While the comment above is no longer relevant now that this doesn't
touch the bdi, I'm not totally sure whether the following few lines are
still necessary. I think this was associated with the lazy list removal
(to remove the inode on eviction), but I'd have to dig into that a bit
more to be sure...

Brian

> +	if (!sb_is_blkdev_sb(inode->i_sb))
> +		sb_clear_inode_writeback(inode);
> +	BUG_ON(!list_empty(&inode->i_wb_list));
>  }
>  
>  /*
> @@ -2108,7 +2154,7 @@ EXPORT_SYMBOL(__mark_inode_dirty);
>   */
>  static void wait_sb_inodes(struct super_block *sb)
>  {
> -	struct inode *inode, *old_inode = NULL;
> +	LIST_HEAD(sync_list);
>  
>  	/*
>  	 * We need to be protected against the filesystem going from
> @@ -2116,23 +2162,56 @@ static void wait_sb_inodes(struct super_block *sb)
>  	 */
>  	WARN_ON(!rwsem_is_locked(&sb->s_umount));
>  
> +	/*
> +	 * Data integrity sync.
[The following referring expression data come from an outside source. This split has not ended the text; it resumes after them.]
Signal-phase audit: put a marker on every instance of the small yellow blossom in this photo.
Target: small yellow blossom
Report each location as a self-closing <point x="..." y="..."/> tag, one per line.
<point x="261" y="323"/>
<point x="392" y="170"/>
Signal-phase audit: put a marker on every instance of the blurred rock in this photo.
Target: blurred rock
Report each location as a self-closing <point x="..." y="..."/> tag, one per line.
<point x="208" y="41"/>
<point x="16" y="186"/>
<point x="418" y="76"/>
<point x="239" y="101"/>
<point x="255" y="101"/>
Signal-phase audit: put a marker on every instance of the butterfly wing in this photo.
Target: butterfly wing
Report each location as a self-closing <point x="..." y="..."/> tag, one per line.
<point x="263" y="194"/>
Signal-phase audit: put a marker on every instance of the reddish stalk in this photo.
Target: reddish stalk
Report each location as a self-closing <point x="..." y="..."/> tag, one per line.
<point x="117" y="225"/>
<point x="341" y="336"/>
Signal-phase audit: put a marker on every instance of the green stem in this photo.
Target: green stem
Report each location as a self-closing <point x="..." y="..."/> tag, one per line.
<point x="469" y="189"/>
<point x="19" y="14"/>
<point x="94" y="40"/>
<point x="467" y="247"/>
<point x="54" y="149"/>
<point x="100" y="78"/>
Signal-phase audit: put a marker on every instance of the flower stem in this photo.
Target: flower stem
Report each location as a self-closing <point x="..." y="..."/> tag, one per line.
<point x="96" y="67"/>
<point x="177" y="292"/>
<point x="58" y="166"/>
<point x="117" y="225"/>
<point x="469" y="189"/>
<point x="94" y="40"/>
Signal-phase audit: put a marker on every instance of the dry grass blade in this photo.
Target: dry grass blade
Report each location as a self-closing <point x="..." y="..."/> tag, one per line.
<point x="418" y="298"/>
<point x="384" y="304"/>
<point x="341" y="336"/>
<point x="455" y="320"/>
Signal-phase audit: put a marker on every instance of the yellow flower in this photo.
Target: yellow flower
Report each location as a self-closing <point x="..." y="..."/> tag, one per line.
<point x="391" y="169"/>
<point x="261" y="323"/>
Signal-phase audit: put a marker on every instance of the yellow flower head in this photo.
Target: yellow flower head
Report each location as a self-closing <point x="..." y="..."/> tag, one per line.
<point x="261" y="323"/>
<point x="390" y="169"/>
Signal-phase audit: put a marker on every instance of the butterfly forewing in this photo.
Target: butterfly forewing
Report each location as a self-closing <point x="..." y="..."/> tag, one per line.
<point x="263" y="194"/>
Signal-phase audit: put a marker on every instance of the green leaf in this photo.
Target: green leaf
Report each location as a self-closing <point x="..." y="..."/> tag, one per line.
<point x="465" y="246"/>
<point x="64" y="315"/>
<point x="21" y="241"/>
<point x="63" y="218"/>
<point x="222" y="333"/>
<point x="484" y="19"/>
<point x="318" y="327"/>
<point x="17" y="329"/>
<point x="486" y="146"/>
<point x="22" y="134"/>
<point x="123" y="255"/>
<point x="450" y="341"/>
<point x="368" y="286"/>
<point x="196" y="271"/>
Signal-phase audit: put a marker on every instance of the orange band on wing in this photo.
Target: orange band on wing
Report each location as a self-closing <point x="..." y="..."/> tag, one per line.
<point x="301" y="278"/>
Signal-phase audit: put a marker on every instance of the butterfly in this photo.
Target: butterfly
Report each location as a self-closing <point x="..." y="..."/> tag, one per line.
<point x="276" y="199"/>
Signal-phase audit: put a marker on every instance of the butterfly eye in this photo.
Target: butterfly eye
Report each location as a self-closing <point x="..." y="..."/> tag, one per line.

Must wait for all pages under writeback, because
> +	 * there may have been pages dirtied before our sync call, but which had
> +	 * writeout started before we write it out.  In which case, the inode
> +	 * may not be on the dirty list, but we still have to wait for that
> +	 * writeout.
> +	 *
> +	 * To avoid syncing inodes put under IO after we have started here,
> +	 * splice the io list to a temporary list head and walk that. Newly
> +	 * dirtied inodes will go onto the primary list so we won't wait for
> +	 * them. This is safe to do as we are serialised by the s_sync_lock,
> +	 * so we'll complete processing the complete list before the next
> +	 * sync operation repeats the splice-and-walk process.
> +	 *
> +	 * s_inode_wblist_lock protects the wb list and is irq-safe as it is
> +	 * acquired inside of the mapping lock by __test_set_page_writeback().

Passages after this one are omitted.